3. Cover broth control plates and allow the liquid to be absorbed. Do not set the lid down on the lab bench, lift the lid enough only to perform inoculation.
4. Use a fresh, sterile 1ml pipet to transfer recovered cells from the tube “pGAL DNA” to the middle of the following plate: 0.25 ml to the plate labeled AMP/XGAL/pGAL.
5. Spread the cells with a sterile inoculating loop.
6. Covert the plate and allow the liquid to be absorbed (approximately 15-20).
7. Group similar plates together and tape off, label these groups properly. Plates should be left in the upright position to allow the cell suspension to be absorbed by the agar.
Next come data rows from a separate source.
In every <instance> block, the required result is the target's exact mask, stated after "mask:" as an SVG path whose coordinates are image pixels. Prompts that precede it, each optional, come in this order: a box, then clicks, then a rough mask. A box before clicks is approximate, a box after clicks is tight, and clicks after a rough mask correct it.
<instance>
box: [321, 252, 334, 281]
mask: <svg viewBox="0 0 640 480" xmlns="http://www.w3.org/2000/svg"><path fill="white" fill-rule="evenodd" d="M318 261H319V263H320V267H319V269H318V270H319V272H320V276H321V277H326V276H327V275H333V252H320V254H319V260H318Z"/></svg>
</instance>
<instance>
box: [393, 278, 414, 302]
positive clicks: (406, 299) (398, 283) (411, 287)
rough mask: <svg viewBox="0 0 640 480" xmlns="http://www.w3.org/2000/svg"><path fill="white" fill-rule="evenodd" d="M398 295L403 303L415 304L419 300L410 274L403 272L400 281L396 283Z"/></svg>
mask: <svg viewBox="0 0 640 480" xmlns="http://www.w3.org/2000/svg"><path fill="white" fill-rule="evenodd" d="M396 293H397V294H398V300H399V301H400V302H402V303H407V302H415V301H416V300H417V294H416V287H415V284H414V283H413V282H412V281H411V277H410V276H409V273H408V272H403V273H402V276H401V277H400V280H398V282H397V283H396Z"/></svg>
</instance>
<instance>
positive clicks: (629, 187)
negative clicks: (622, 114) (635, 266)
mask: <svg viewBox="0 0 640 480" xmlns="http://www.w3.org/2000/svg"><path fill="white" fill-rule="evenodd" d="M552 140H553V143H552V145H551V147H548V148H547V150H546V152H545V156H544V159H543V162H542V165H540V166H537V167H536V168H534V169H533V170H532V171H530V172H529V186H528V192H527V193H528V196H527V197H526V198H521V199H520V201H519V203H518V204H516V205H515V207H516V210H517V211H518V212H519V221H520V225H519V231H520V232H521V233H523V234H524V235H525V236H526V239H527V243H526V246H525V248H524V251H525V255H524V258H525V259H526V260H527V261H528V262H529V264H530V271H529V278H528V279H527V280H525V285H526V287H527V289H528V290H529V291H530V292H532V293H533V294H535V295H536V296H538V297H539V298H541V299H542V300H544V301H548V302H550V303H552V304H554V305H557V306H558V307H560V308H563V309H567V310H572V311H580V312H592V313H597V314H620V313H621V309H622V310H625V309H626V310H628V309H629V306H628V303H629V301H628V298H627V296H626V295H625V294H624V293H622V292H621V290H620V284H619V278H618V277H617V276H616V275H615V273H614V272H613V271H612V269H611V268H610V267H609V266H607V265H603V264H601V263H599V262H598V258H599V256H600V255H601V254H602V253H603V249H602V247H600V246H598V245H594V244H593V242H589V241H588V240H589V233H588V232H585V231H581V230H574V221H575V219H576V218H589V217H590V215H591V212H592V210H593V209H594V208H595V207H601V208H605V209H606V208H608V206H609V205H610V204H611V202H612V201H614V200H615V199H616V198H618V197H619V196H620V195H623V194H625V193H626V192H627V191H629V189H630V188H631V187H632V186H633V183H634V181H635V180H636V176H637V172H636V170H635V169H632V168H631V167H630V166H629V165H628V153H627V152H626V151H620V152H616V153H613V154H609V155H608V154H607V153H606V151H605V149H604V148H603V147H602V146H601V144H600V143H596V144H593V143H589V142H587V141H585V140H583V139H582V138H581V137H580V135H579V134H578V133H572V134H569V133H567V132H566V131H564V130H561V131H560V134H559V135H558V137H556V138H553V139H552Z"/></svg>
8. Place the plates in a common and safe place.
9. After the cell suspension is absorbed by the agar, the plates will be inverted (agar side on top)in a 37⁰C bacterial incubation oven for overnight incubation (15-20 hours). If the cells have not been absorbed into the medium, it is best to incubate the plates upright. The plates are inverted to prevent condensation on the lid, which could drip onto the culture and may interfere with experimental results.
10. Count the number of colonies on the plate and count the number transformed.